I heard somewhere that the RPCNA has two exceptions to the WCF. What are they and why are they significant.


----------



## Ask Mr. Religion (Apr 27, 2017)

Are you speaking of the revisions concerning the anti-Christ and civil magistrate?


----------



## Doulos McKenzie (Apr 27, 2017)

Ask Mr. Religion said:


> Are you speaking of the revisions concerning the anti-Christ and civil magistrate?



I don't know. That's why I am asking Lol.


----------



## Jake (Apr 27, 2017)

See the RPCNA Testimony where they go point-by-point through the WCF, taking exceptions in a couple of places but generally expanding.


----------



## C. Matthew McMahon (Apr 27, 2017)

They have a _few_ exceptions to Westminster's position which include women deacons, a one kingdom view, tithing as a part of worship in the service, and a few others, not a couple. Their covenanted testimony expands the 35 page confession to almost 400. You have to read through it to see their additions and changes.


----------



## Andrew P.C. (Apr 28, 2017)

C. Matthew McMahon said:


> They have a _few_ exceptions to Westminster's position which include...a one kingdom view




I'm not sure I'd call it a one kingdom, unless they freely admit this. I assume you are referring to their "mediatorial kingship" view?


----------



## Dachaser (Apr 28, 2017)

Doulos McKenzie said:


> I heard somewhere that the RPCNA has two exceptions to the WCF. What are they and why are they significant.


What is the RPCNA?


----------



## Doulos McKenzie (Apr 28, 2017)

Dachaser said:


> What is the RPCNA?



The Reformed Presbyterian Church in North America.

https://en.wikipedia.org/wiki/Reformed_Presbyterian_churches

https://en.wikipedia.org/wiki/Reformed_Presbyterian_Church_of_North_America


----------



## Dachaser (Apr 28, 2017)

Thanks! Is that one of the main bodies then?


----------



## Ask Mr. Religion (Apr 28, 2017)

Dachaser said:


> Thanks! Is that one of the main bodies then?


"Main bodies" of what?

David, please try to make questions more clear as they only generate more questions when not done so. For that matter your "_What is the RPCNA_?" could have been answered by a simple internet search.

Reactions: Like 1


----------



## NaphtaliPress (Apr 28, 2017)

Main as in one of the larger; no. Main historically, as in older than the PCUSA by a few years, and didn't apostatize, yes.

Reactions: Like 1


----------



## Dachaser (Apr 28, 2017)

NaphtaliPress said:


> Main as in one of the larger; no. Main historically, as in older than the PCUSA by a few years, and didn't apostatize, yes.


Thanks for that information!


----------



## Logan (May 1, 2017)

The two I was aware of were rejecting the last sentence of 24:4
"The man may not marry any of his wife’s kindred nearer in blood than he may of his own; nor the woman of her husband’s kindred nearer in blood than of her own." 
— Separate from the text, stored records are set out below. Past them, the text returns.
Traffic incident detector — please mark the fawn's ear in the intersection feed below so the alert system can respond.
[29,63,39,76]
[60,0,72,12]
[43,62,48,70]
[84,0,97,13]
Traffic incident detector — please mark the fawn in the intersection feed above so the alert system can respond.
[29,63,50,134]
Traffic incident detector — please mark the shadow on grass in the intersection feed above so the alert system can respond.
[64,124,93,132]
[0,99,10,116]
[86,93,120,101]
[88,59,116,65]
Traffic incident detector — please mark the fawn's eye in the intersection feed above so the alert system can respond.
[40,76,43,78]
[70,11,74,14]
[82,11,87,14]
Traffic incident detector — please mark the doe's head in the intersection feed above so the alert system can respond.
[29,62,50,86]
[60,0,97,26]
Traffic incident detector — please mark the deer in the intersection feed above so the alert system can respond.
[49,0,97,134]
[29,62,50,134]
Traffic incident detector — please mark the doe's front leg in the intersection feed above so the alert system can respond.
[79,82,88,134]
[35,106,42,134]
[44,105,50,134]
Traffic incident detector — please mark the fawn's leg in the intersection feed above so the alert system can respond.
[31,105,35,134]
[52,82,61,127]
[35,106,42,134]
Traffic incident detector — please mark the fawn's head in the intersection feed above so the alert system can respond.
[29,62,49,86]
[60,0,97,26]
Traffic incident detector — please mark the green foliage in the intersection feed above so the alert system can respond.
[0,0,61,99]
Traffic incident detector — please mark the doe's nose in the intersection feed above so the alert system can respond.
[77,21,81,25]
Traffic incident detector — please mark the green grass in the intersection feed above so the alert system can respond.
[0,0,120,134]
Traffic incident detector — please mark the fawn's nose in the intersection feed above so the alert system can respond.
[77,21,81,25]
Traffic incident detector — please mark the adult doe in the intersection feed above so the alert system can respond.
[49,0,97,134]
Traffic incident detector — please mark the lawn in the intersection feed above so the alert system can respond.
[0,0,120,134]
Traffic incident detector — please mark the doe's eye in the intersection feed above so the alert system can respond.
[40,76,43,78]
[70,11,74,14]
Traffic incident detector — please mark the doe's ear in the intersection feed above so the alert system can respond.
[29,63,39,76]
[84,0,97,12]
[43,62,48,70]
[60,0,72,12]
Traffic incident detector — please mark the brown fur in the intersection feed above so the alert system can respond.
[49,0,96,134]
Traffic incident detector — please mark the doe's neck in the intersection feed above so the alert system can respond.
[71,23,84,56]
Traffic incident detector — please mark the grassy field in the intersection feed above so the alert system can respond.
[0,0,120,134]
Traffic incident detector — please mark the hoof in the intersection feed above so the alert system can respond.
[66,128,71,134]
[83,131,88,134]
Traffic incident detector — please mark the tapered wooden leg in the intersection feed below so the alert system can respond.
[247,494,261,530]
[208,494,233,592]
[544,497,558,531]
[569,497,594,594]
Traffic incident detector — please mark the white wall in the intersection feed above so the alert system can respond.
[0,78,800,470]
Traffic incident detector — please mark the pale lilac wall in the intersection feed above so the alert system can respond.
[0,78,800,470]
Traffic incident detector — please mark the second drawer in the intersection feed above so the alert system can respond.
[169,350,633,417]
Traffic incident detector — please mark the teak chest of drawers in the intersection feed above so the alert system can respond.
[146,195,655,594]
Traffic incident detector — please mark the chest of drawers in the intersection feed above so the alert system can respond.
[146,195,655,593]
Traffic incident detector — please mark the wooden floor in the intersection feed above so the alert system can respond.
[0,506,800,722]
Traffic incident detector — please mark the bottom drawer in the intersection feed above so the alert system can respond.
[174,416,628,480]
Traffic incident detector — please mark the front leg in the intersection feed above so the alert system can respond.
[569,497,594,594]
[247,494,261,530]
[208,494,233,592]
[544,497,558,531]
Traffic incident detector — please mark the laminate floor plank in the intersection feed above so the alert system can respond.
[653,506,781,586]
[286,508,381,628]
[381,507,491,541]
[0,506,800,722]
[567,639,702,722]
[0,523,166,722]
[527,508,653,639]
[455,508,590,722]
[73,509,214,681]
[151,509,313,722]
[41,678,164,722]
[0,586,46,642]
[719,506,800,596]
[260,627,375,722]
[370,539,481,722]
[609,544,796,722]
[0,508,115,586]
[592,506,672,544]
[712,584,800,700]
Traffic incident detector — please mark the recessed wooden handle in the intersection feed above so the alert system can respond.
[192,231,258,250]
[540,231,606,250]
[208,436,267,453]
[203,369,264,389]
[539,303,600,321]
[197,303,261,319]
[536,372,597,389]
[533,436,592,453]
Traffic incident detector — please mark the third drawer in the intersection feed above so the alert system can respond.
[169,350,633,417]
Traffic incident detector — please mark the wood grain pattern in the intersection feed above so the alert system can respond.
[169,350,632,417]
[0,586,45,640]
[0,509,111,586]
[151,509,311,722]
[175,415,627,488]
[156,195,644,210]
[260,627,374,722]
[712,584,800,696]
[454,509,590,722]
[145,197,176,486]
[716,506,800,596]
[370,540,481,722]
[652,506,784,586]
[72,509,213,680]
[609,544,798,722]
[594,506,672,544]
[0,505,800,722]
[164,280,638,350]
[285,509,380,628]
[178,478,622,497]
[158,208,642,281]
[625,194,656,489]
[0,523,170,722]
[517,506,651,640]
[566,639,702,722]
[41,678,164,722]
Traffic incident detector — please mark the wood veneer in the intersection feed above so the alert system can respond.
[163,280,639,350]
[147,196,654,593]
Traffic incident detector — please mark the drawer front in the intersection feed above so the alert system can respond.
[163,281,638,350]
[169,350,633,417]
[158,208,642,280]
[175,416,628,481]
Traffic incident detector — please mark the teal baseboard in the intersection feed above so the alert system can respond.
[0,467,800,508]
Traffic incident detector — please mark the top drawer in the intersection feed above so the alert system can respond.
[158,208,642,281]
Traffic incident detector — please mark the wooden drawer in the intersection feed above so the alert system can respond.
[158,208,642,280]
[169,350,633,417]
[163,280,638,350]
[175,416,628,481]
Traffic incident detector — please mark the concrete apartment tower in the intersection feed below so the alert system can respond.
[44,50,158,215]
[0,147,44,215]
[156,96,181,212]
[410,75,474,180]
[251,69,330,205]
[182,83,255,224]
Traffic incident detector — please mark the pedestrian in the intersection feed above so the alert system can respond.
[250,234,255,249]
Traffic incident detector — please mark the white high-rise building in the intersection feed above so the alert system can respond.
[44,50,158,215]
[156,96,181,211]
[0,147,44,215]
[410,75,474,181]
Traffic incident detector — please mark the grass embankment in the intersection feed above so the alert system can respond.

And the latter portion of 23:3 regarding the role of the civil magistrate, though I will say that in my personal, albeit limited, experience the number of exceptions to this exception are growing pretty significant.

I'm not sure what Matthew means by one-kingdom view, and as for women deacons and tithing, I'm not sure either are actually in the WCF, but perhaps the supplemental documents. I will say in practice that both vary from congregation to congregation.

And that said, I would like to point out that we are one of the few denominations who still hold to sabbath keeping and psalm singing. No denomination is perfect but I'd like to focus on the positives here


----------